Y sin embargo por unos segundos, fracciones de segundos, pensé que si me moría en esa ruta, si me tenían que trasladar en una ambulancia: iban a darse cuenta de que tenía dos medias de diferente color en los pies.

Fue una fracción de tiempo, ínfima. Mientras apretaba mis manos sobre el volante se hizo una oscuridad casi total, apenas salpicada por pequeños destellos luminosos. Después mi cerebro en un blanco absoluto. Todo lo importante hasta ese momento pasaba a ser invisible. Desaparecía.

El auto dio tumbos, saltos, y paró. Yo venía escuchando un tema de B.B.King, y cuando todo se calmó el Negro seguía cantando. Su voz estaba ahí y yo la estaba escuchando. Eso me hizo pensar: entonces yo estoy vivo.

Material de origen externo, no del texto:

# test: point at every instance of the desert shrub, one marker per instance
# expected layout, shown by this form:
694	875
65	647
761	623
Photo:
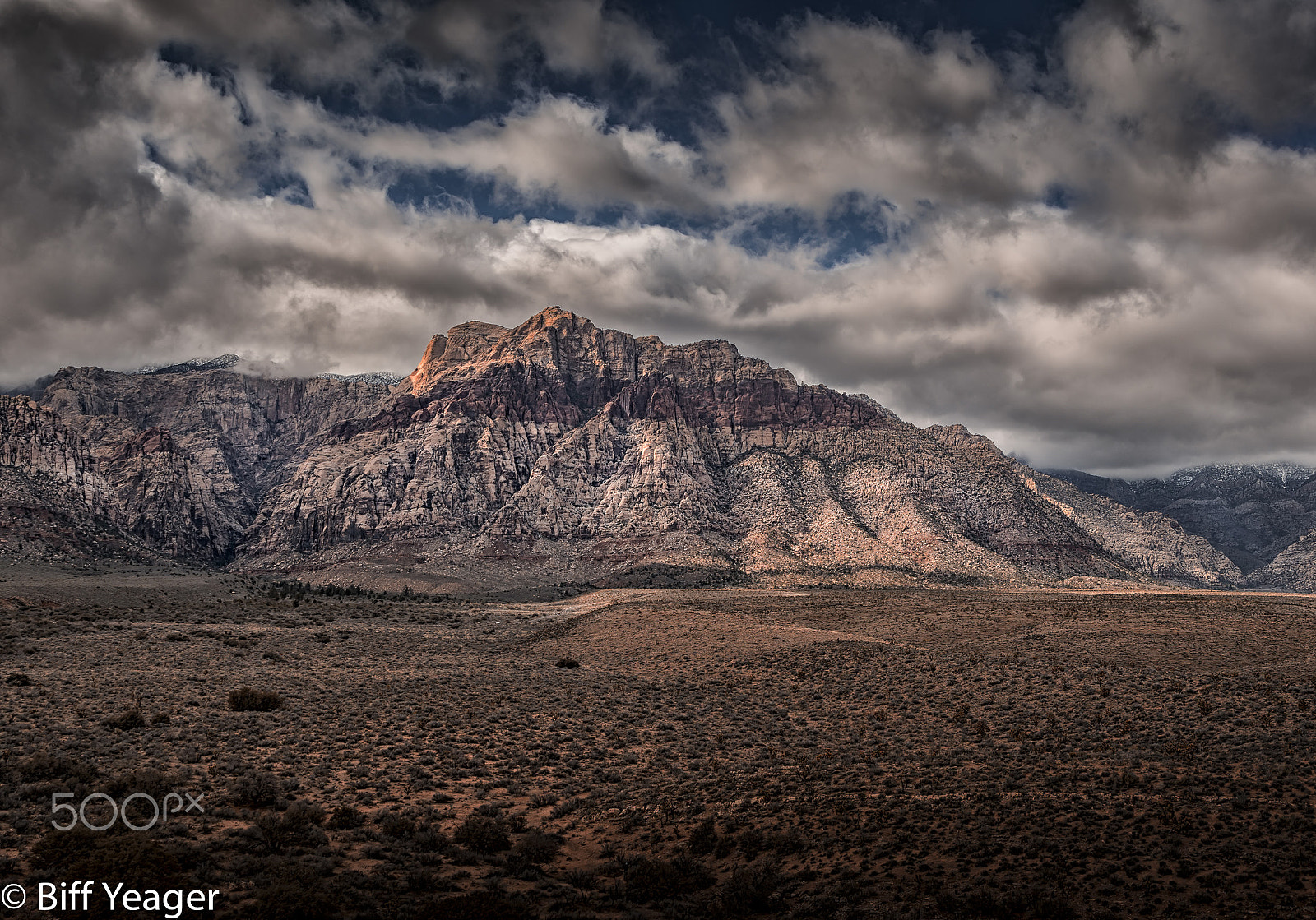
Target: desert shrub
482	834
142	779
429	840
395	825
245	699
125	722
296	827
257	790
750	843
649	880
752	890
565	808
703	839
293	893
477	906
539	848
53	766
1010	904
135	858
346	817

Renunciar a mi trabajo ha sido uno de mis mejores logros. Mandar a mi mujer a la mierda, otro. Dedicarme a la música con más ganas: una elección inmejorable que me ha pacificado. Andar en bicicleta un hallazgo que me da mucho placer.

Sigo escuchando a B.B.King. Y sobre todo: me compro medias siempre del mismo color.